= Skunked term =

Word avoided due to problematic meanings

A skunked term is a word or phrase that becomes difficult to use because it is evolving from one meaning to another, perhaps gaining an inconsistent or even opposite definition, or that becomes difficult to use due to other controversy surrounding the term.

The term was coined by the lexicographer Bryan A. Garner in Garner's Modern American Usage and has since been adopted by some other style guides.

==Usage==
Garner recommends avoiding such terms if their use may distract readers from the intended meaning of a text.

Some terms, such as "fulsome", may become skunked, and then eventually revert to their original meaning over time.

==Examples in English==

=== Terms with opposite meanings ===

- Eponymous was traditionally used to describe an entity after which something else is named, but now predominantly describes something named after a person.
- High concept was originally used to refer to a film with complex or abstract ideas, but it is increasingly used to refer to films with straightforward, easy-to-explain concepts.
- Humbled originally meant "brought low" but is often used to mean "honored".
- "It's all downhill from here" originally meant to become easier, as if one is bicycling down a hill. However, it is widely used to mean becoming worse or more difficult, as if by analogy to a trend line.
- Moot point in British English has historically meant a point that is worth debating, but in US English it can refer to a trivial or irrelevant point (therefore not worth debating).
- "Steep learning curve" was used in psychology from the 1920s to describe the quick and easy acquisition of skill; it was adopted more widely in the 1970s with the opposite meaning, describing a difficult and arduous process.

=== Terms with potential to offend ===
- Niggardly means "miserly" or "parsimonious", but is rarely used in modern English because it is easily confused with the slur nigger, despite their separate etymologies.
- Oriental originally referred to anything associated with the east or orient, including the Middle East, and including people. More recently, the term has come to refer to East Asia exclusively, and use of the word to describe people has become offensive.
- The words faggot and fag have various meanings in British English (such as a faggot being a meat dish or a bundle of sticks, and a fag being a cigarette), but in the United States they are homophobic slurs.

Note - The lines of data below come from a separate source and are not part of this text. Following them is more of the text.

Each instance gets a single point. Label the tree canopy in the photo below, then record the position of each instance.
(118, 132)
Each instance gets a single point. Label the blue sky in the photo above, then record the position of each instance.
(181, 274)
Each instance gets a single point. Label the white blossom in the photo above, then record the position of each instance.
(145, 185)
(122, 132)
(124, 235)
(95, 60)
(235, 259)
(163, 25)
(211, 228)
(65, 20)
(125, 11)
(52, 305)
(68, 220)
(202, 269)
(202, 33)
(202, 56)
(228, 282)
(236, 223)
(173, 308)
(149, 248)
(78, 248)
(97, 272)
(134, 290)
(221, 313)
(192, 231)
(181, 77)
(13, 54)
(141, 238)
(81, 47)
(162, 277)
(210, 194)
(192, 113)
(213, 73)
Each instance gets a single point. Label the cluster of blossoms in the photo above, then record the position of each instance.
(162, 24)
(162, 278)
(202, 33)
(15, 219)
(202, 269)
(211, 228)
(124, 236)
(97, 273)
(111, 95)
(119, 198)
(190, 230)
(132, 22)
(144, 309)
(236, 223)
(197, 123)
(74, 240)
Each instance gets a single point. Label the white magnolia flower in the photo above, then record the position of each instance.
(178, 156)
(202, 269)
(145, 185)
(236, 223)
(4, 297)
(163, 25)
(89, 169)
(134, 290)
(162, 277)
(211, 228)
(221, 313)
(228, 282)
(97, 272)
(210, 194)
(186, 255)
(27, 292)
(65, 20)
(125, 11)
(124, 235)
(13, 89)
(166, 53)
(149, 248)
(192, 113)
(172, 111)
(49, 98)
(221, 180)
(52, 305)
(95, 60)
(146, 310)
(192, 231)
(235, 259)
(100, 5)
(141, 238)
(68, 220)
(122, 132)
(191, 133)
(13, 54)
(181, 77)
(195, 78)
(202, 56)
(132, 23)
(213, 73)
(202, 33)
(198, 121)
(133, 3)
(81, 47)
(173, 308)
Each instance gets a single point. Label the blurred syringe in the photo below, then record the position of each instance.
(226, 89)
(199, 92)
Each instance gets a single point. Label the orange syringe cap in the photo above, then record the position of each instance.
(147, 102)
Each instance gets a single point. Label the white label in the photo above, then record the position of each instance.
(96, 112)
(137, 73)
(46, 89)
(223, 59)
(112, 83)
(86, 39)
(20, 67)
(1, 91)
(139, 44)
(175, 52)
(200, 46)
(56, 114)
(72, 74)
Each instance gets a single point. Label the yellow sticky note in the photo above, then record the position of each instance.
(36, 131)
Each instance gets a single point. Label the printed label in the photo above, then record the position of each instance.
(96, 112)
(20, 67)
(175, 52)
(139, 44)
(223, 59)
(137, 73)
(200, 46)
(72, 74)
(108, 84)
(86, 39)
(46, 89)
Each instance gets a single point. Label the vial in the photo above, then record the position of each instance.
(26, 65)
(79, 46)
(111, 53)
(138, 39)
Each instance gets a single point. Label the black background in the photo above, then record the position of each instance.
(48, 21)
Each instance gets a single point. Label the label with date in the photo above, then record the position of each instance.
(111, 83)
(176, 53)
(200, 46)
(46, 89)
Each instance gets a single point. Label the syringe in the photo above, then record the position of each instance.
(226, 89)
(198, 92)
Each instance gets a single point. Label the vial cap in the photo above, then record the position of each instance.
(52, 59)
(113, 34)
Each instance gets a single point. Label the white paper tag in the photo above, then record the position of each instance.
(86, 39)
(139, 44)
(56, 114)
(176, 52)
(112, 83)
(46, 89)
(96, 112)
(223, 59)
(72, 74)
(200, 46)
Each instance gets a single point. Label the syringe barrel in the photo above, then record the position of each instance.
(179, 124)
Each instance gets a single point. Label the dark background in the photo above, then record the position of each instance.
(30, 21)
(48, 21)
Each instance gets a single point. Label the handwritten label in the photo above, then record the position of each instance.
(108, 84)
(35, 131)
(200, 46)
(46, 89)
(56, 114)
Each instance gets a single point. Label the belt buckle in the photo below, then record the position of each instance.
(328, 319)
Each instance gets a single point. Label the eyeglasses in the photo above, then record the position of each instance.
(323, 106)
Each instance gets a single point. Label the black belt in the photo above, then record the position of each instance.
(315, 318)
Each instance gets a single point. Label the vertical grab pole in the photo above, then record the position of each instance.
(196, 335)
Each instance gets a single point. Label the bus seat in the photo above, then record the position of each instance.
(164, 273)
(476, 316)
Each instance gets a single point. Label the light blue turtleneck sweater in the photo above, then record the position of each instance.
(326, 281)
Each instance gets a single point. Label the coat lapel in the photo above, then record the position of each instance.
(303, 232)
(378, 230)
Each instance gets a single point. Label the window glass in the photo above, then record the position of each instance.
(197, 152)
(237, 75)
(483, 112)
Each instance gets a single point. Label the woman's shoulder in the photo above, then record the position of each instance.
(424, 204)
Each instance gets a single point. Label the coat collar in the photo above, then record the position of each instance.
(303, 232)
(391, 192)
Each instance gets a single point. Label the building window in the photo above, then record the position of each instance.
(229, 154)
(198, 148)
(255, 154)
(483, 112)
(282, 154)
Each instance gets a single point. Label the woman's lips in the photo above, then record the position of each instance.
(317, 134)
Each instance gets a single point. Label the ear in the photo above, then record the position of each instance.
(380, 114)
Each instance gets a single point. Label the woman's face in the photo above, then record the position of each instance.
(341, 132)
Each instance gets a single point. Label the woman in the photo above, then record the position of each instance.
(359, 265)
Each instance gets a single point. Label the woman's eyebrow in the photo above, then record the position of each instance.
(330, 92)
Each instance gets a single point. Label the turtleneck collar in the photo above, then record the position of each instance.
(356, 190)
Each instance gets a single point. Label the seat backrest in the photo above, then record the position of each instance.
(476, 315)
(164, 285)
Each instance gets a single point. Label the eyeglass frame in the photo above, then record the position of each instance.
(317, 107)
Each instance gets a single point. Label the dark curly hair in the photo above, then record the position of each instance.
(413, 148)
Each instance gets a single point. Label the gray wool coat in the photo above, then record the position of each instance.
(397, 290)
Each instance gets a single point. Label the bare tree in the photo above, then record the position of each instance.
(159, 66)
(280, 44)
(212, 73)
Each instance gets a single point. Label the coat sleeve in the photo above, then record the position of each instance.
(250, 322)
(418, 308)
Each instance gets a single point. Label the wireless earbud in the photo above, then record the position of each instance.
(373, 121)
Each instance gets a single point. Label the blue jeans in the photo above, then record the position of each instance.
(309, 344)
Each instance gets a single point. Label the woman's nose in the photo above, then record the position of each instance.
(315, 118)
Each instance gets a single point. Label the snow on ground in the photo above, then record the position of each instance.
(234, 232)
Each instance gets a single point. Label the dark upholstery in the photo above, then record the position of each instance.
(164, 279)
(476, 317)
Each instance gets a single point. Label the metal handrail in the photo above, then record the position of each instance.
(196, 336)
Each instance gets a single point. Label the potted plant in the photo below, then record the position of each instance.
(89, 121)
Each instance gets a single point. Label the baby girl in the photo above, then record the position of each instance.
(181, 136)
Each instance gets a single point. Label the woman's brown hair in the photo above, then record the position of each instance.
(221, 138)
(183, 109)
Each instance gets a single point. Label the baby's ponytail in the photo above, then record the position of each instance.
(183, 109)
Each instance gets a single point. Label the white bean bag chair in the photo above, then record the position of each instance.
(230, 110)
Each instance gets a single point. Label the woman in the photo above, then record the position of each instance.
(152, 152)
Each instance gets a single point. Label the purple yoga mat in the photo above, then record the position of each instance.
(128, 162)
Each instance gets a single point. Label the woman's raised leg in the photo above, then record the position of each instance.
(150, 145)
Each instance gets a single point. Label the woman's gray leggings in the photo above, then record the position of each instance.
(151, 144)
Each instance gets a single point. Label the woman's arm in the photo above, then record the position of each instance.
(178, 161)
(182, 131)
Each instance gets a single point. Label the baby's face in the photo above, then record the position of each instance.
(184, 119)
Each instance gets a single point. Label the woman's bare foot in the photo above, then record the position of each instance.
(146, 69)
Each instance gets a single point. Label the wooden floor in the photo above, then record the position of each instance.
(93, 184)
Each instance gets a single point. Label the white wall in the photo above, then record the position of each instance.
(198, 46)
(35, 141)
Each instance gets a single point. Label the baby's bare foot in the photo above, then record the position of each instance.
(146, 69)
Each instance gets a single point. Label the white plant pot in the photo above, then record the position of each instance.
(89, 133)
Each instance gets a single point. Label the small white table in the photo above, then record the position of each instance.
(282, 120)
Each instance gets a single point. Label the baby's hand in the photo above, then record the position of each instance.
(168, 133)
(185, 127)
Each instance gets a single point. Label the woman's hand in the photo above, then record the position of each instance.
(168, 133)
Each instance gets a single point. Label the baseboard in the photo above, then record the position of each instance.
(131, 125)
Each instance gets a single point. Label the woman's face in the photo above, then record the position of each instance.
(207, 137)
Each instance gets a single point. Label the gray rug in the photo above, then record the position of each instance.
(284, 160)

=== Terms similar to sexual terms ===
- Cum is a Latin word used in English to mean "with" (e.g. summa cum laude) or "along with being" (e.g. he was a farmer-cum-poet), but in informal contexts it is increasingly associated with semen and related meanings.
- Ejaculate means to "exclaim", but it is now more commonly used to refer to the emission of semen in orgasm.
- Intercourse means communication or dialogue, but this is now largely obsoleted by its (metaphoric or metonymic) use for the act of sex.

=== Other terms ===
- "Begging the question" originally refers to the informal fallacy of assuming the conclusion, but is used to mean "evading the question" or "raising the question".
- Biweekly has come to mean either "occurring every two weeks" or "occurring twice a week". The same ambiguity exists for the word bimonthly.
- Data and media have come to ambiguously describe both singular and plural entities, with the singular forms datum and medium declining in use.
- Decimate originally referred to executing every tenth man in a military regiment, and was later used to mean "reduce by a tenth". It is sometimes also used to mean "reduce to a tenth of its former value", which is etymologically unsound and proscribed. By far the most common contemporary definition, however, is "to destroy absolutely", comparable to devastate or obliterate.
- Disinterested is widely used to mean "uninterested" whereas the primary meaning is "unbiased".
- Enormity used to mean "horror" but has come to mean "great size", likely due to confusion with the word "enormous".
- "The exception that proves the rule" originally meant that an exception stipulated in a rule establishes the existence of the rule outside the exception, but is generally used to mean an anomaly to a trend, while some argue that it should mean a case that tests the validity of a rule.
- Hopefully used to mean "in a hopeful manner" but has come to mean "it is hoped" since the early 1960s.
- Inflammable means "prone to catching fire", but is sometimes misinterpreted to mean "not flammable" due to the fact that the English prefix in- usually suggests "not". Due to potential dangers of the word confusion, inflammable has seen a decrease in usage in the last decades, while the word nonflammable is used instead to mean "not flammable".
- The original meaning of third world country was a country allied to neither of the global powers after World War II. This excluded most of South America, but included prosperous countries like Switzerland or Sweden. Because of the stereotype of a third-world country being poor, corrupt and undeveloped, most people started to use it to refer to the Global South (or sarcastically to refer to their own (unfavored) government). With the Cold War ending, the original meaning has been mostly lost.